Tal posição representava uma total capitulação aos interesses do grande capital britânico, que pretendia expandir seus lucros às custas da mão de obra dos países mais pobres da Europa, ao mesmo tempo em que desmontava o parque industrial localizado em suas próprias fronteiras, conduzindo milhões ao desemprego ou ao subemprego. Essa conciliação entre o principal partido de esquerda do país e os capitalistas britânicos seria o principal fator responsável pela forma como se deu o Brexit no Reino Unido.
Aproveitando-se da insatisfação de muitos milhões com a situação econômica e social na qual se encontravam, membros da extrema-direita fundaram o United Kingdom Independence Party, ou Ukip (Partido da Independência do Reino Unido), em 1993. O tom irônico do nome, que pede “independência” para uma das principais potências imperialistas do mundo, deu um aspecto cômico ao partido e seus líderes, e por muitos anos estes não obtiveram mais do que ganhos eleitorais marginais.

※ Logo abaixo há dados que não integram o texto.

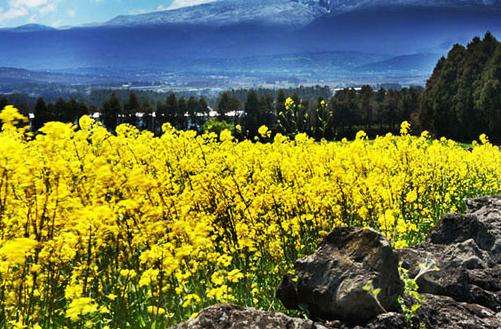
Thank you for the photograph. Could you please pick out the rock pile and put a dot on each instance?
(353, 281)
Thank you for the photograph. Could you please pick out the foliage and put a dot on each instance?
(135, 231)
(218, 126)
(462, 97)
(411, 301)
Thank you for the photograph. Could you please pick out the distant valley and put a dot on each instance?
(229, 43)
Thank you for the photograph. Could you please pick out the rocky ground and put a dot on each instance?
(353, 281)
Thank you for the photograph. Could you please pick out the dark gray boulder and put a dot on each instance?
(466, 251)
(336, 286)
(352, 277)
(234, 317)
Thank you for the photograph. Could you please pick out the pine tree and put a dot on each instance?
(41, 114)
(131, 108)
(110, 112)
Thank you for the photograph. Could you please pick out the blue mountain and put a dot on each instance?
(246, 31)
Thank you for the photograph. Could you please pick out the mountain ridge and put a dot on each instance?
(277, 12)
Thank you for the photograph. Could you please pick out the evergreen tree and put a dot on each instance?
(41, 114)
(252, 119)
(226, 104)
(131, 108)
(110, 112)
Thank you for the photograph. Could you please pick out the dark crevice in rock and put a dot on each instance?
(336, 285)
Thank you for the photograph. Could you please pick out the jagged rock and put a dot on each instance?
(467, 251)
(445, 312)
(234, 317)
(332, 283)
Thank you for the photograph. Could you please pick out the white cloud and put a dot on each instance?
(27, 8)
(184, 3)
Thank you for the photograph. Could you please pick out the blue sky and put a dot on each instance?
(77, 12)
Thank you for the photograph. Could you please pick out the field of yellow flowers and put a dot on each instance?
(137, 231)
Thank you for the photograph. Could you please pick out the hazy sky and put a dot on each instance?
(76, 12)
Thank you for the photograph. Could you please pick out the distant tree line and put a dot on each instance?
(462, 99)
(463, 96)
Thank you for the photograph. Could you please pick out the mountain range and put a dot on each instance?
(405, 36)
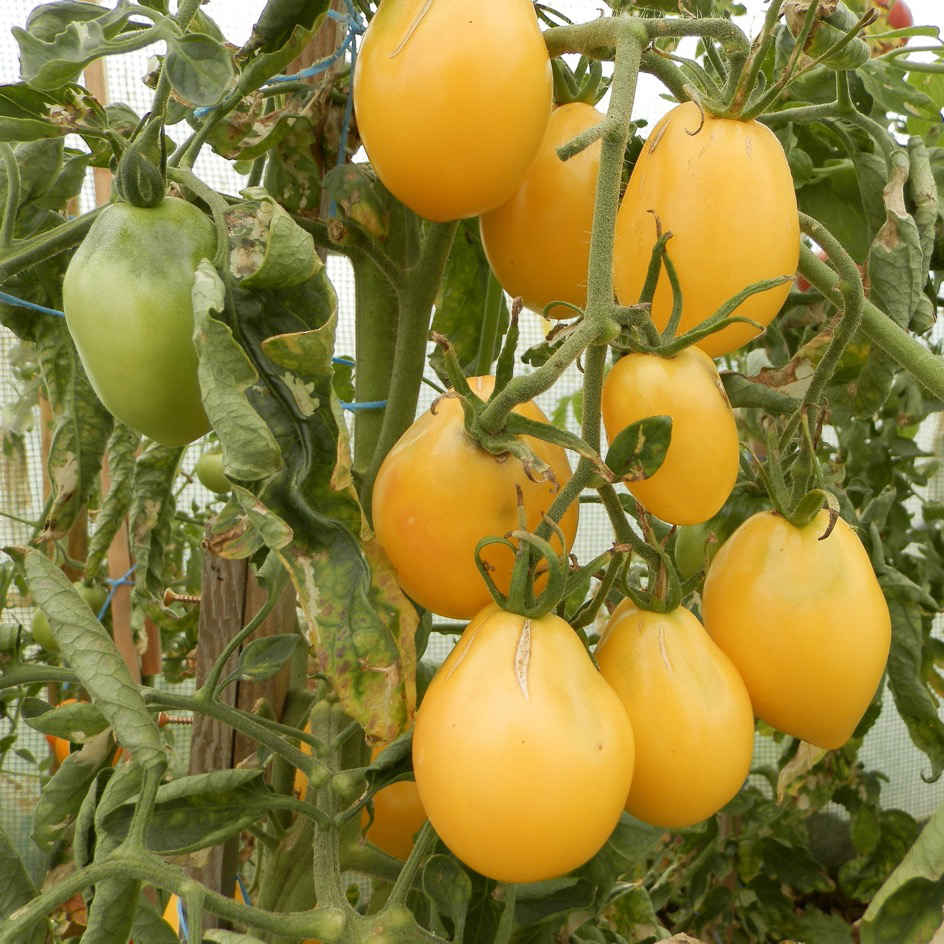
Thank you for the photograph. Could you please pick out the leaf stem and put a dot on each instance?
(8, 223)
(417, 293)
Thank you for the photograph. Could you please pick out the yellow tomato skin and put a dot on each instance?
(398, 816)
(690, 711)
(804, 621)
(452, 102)
(701, 464)
(726, 195)
(538, 243)
(437, 494)
(523, 754)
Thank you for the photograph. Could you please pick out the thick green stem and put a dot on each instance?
(244, 724)
(217, 206)
(422, 849)
(744, 83)
(8, 223)
(598, 326)
(409, 357)
(925, 366)
(375, 329)
(208, 691)
(853, 298)
(490, 323)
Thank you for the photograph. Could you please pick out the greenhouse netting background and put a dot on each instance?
(887, 749)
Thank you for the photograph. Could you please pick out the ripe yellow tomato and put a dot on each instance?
(437, 494)
(690, 711)
(452, 99)
(538, 243)
(523, 754)
(398, 816)
(804, 621)
(701, 464)
(723, 188)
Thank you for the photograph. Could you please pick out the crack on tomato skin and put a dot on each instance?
(662, 649)
(412, 28)
(523, 658)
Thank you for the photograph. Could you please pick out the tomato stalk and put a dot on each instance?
(416, 296)
(376, 316)
(909, 353)
(8, 223)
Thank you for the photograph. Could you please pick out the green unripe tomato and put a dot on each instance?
(93, 595)
(209, 470)
(690, 549)
(127, 300)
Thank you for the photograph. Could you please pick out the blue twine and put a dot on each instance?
(355, 27)
(22, 303)
(114, 584)
(363, 405)
(181, 917)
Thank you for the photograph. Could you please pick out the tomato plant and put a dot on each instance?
(538, 243)
(127, 300)
(353, 539)
(691, 714)
(420, 486)
(701, 464)
(209, 470)
(424, 56)
(803, 618)
(727, 235)
(523, 697)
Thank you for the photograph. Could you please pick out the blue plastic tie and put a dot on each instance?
(363, 405)
(114, 584)
(22, 303)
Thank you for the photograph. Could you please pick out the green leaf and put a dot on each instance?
(62, 795)
(75, 722)
(268, 248)
(89, 651)
(250, 451)
(149, 523)
(281, 19)
(911, 913)
(460, 306)
(75, 453)
(639, 450)
(449, 888)
(219, 936)
(198, 811)
(120, 452)
(263, 658)
(150, 926)
(17, 888)
(924, 863)
(199, 68)
(916, 705)
(60, 60)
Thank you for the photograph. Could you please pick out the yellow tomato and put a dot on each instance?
(437, 494)
(690, 711)
(398, 816)
(523, 754)
(538, 243)
(723, 189)
(452, 100)
(701, 464)
(805, 622)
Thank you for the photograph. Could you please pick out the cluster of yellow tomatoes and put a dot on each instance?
(525, 752)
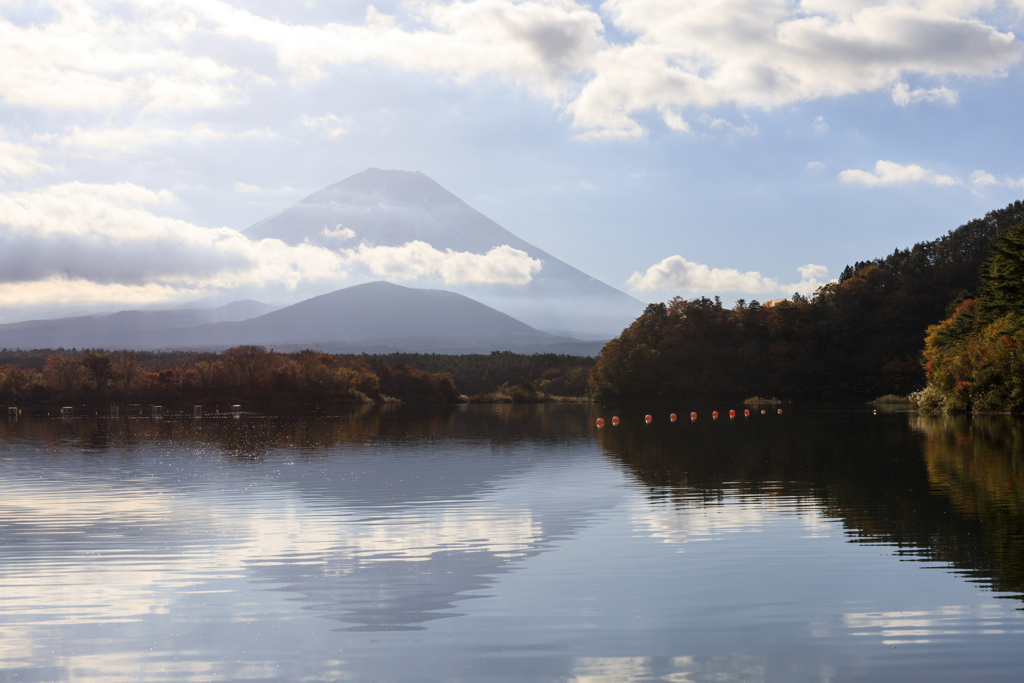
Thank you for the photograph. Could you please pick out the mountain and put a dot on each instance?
(119, 330)
(392, 208)
(372, 317)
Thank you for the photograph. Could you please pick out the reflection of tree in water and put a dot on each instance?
(978, 463)
(252, 436)
(949, 489)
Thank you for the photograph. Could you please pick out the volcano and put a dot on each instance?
(392, 208)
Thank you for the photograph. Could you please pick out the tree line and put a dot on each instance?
(859, 337)
(254, 375)
(975, 357)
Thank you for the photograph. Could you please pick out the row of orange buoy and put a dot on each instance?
(693, 416)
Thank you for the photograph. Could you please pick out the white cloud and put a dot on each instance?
(328, 125)
(413, 260)
(90, 241)
(903, 95)
(339, 232)
(981, 179)
(18, 160)
(732, 129)
(676, 273)
(890, 173)
(680, 55)
(675, 122)
(89, 57)
(79, 244)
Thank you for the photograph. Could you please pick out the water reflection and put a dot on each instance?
(949, 489)
(509, 543)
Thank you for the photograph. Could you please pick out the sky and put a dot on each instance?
(747, 148)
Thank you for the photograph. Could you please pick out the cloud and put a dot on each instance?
(164, 54)
(890, 173)
(339, 232)
(903, 95)
(413, 260)
(981, 179)
(676, 273)
(757, 53)
(675, 122)
(328, 125)
(111, 238)
(18, 160)
(94, 59)
(79, 243)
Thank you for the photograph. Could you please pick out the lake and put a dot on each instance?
(513, 543)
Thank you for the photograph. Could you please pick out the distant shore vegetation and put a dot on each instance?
(254, 376)
(975, 357)
(945, 314)
(858, 338)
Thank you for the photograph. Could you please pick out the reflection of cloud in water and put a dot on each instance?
(674, 670)
(925, 627)
(685, 521)
(363, 539)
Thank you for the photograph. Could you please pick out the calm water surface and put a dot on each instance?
(512, 544)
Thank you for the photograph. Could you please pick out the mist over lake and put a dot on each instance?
(512, 543)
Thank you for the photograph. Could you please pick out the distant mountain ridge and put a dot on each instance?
(120, 330)
(373, 317)
(392, 208)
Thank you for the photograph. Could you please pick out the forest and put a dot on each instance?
(860, 337)
(974, 357)
(944, 312)
(252, 375)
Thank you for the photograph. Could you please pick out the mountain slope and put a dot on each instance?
(372, 317)
(392, 208)
(119, 330)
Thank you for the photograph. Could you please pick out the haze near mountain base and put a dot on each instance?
(379, 208)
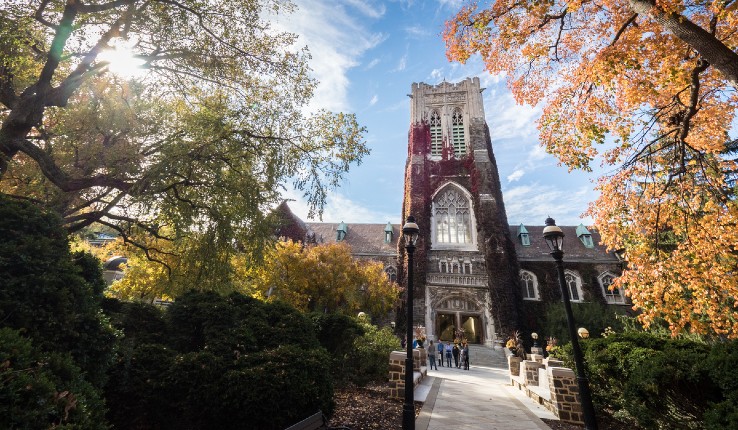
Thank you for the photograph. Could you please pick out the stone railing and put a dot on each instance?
(549, 384)
(456, 279)
(397, 370)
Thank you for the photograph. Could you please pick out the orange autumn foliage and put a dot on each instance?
(647, 89)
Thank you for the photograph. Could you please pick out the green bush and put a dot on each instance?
(648, 380)
(337, 333)
(369, 357)
(224, 362)
(592, 315)
(44, 389)
(48, 294)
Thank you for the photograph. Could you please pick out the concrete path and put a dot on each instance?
(479, 398)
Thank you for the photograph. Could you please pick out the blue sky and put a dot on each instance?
(366, 55)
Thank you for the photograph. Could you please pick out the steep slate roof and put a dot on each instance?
(574, 249)
(364, 239)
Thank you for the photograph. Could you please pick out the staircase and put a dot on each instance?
(480, 355)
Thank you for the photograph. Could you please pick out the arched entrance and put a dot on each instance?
(458, 308)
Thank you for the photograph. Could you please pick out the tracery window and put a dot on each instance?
(436, 134)
(529, 284)
(457, 133)
(615, 296)
(391, 273)
(452, 218)
(574, 282)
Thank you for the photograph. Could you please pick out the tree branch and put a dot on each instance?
(724, 59)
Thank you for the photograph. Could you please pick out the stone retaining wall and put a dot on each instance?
(397, 370)
(558, 392)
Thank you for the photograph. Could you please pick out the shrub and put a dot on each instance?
(596, 317)
(53, 297)
(337, 333)
(369, 358)
(225, 362)
(653, 381)
(44, 389)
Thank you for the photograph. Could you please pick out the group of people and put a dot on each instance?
(448, 350)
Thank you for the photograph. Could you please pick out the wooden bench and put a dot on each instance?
(314, 422)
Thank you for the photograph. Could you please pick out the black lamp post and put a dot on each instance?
(410, 234)
(555, 240)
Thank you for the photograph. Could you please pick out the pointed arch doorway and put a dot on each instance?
(453, 308)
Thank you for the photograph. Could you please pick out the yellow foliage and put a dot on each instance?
(324, 278)
(620, 87)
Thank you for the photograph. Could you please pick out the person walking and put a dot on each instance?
(432, 355)
(455, 352)
(448, 354)
(465, 353)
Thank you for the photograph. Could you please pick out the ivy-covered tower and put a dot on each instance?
(466, 268)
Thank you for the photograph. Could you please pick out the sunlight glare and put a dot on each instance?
(122, 62)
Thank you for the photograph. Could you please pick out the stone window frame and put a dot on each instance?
(526, 288)
(391, 273)
(569, 276)
(614, 297)
(458, 132)
(471, 244)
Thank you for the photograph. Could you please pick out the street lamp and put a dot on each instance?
(555, 240)
(410, 234)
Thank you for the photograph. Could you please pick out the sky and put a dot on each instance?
(366, 55)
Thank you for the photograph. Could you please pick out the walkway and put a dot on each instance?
(479, 398)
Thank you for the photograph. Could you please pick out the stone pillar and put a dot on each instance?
(397, 374)
(565, 401)
(513, 363)
(530, 371)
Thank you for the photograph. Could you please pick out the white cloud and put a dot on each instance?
(336, 40)
(417, 32)
(436, 75)
(339, 208)
(371, 64)
(401, 64)
(524, 204)
(516, 175)
(368, 9)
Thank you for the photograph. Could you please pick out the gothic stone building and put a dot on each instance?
(473, 269)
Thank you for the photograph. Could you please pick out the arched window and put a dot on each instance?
(391, 273)
(574, 282)
(452, 218)
(616, 296)
(457, 133)
(529, 283)
(436, 134)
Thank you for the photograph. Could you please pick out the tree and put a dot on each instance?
(649, 89)
(324, 278)
(204, 141)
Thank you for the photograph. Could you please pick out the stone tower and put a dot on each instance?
(466, 267)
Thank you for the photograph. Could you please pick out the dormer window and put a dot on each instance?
(388, 233)
(585, 236)
(523, 235)
(457, 133)
(341, 231)
(436, 134)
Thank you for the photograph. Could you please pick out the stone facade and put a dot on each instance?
(397, 370)
(548, 384)
(473, 270)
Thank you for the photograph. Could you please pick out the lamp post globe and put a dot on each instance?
(410, 234)
(554, 237)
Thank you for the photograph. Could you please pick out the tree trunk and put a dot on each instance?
(710, 47)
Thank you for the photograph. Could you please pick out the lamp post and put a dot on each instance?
(410, 234)
(555, 239)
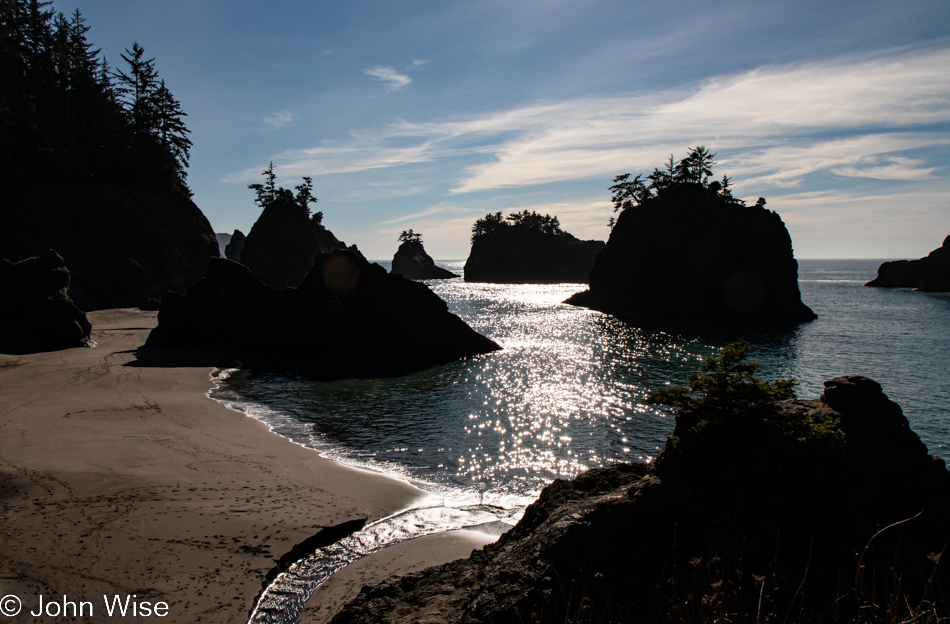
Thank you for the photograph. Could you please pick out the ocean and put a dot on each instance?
(565, 394)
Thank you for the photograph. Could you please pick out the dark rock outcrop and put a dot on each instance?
(125, 245)
(284, 242)
(235, 247)
(828, 506)
(348, 318)
(688, 256)
(412, 262)
(36, 312)
(929, 274)
(520, 256)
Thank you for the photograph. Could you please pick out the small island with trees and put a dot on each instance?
(527, 248)
(685, 250)
(412, 262)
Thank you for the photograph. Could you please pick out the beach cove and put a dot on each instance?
(120, 476)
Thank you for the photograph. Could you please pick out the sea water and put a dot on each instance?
(566, 394)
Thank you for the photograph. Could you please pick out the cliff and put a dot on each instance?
(687, 255)
(235, 246)
(283, 243)
(518, 255)
(125, 245)
(930, 274)
(826, 509)
(347, 318)
(412, 262)
(36, 312)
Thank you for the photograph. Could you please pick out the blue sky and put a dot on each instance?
(428, 115)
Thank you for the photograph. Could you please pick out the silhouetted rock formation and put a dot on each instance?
(741, 514)
(223, 240)
(35, 311)
(516, 255)
(235, 247)
(348, 318)
(125, 246)
(412, 262)
(930, 274)
(283, 243)
(689, 256)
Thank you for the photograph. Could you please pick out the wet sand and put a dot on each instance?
(119, 476)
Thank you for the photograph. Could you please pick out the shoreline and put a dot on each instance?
(120, 475)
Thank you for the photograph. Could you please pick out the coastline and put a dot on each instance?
(118, 475)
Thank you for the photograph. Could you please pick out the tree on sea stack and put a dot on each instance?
(408, 236)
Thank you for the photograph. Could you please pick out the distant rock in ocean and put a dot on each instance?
(348, 318)
(929, 274)
(223, 240)
(412, 262)
(284, 242)
(125, 245)
(235, 246)
(828, 509)
(690, 255)
(528, 248)
(35, 309)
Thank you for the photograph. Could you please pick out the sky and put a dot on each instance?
(431, 114)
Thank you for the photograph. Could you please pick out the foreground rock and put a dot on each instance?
(930, 274)
(818, 508)
(528, 248)
(689, 256)
(125, 245)
(348, 318)
(283, 244)
(35, 309)
(412, 262)
(235, 246)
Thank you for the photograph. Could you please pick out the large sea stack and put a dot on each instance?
(690, 255)
(810, 511)
(284, 242)
(929, 274)
(348, 318)
(36, 312)
(125, 246)
(528, 248)
(412, 262)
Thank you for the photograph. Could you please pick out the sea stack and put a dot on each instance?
(412, 262)
(929, 274)
(691, 253)
(348, 318)
(528, 248)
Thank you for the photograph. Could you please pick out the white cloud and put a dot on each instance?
(389, 75)
(853, 117)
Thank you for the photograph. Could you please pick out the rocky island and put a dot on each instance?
(284, 241)
(754, 509)
(348, 318)
(929, 274)
(684, 250)
(35, 309)
(527, 248)
(412, 262)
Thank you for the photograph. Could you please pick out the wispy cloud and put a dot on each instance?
(393, 79)
(854, 117)
(277, 120)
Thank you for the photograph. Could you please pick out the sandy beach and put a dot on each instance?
(118, 476)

Esse cenário mudou a partir da crise de 2008, que mudou a correlação de forças em todo o mundo, mesmo nos países avançados. A situação econômica da classe trabalhadora, que já era ruim, tornou-se péssima. Diante de tal cenário, os líderes do Partido Trabalhista, que deveriam defender os direitos dos trabalhadores, fizeram coro aos conservadores na defesa do status quo político e econômico, que incluía a permanência na UE.
Foi a partir daí que o Ukip, outrora tratado quase que como uma piada, passou a ser uma força política relevante no país. Na eleição de 2015, o partido conseguiu 3,8 milhões de votos, tornando-se a terceira força na política britânica. Sua popularidade chegou a tal ponto que os conservadores, então liderados por David Cameron, resolveram incluir a proposta principal do partido em sua plataforma de governo: um referendo sobre a permanência do país na UE. Contra todas as expectativas, o voto pela saída do bloco venceu, para o choque do establishment e mesmo dos líderes trabalhistas.
A trajetória que conduziu o Reino Unido à situação atual tem sua origem na traição dos dirigentes do Labour Party, que preferiram atuar em defesa da ordem tão odiada por milhões de trabalhadores. Muitos dos que votaram a favor do Brexit foram chamados de “fascistas” pelos liberais e mesmo certos “marxistas” britânicos. Ao contrário do que pensam essas figuras, os trabalhadores não são de esquerda ou de direita. A classe operária busca forças que ofereçam respostas radicais à problemas radicais. Se a esquerda não oferece uma alternativa à altura, a direita naturalmente ocupará esse espaço com suas falsas bandeiras. E os insultos aos trabalhadores, vindos justamente daqueles que os traíram, só provam a impotência dos dirigentes reformistas do movimento operário britânico e mundial, que cada vez mais se veem atirados às margens da luta de classes.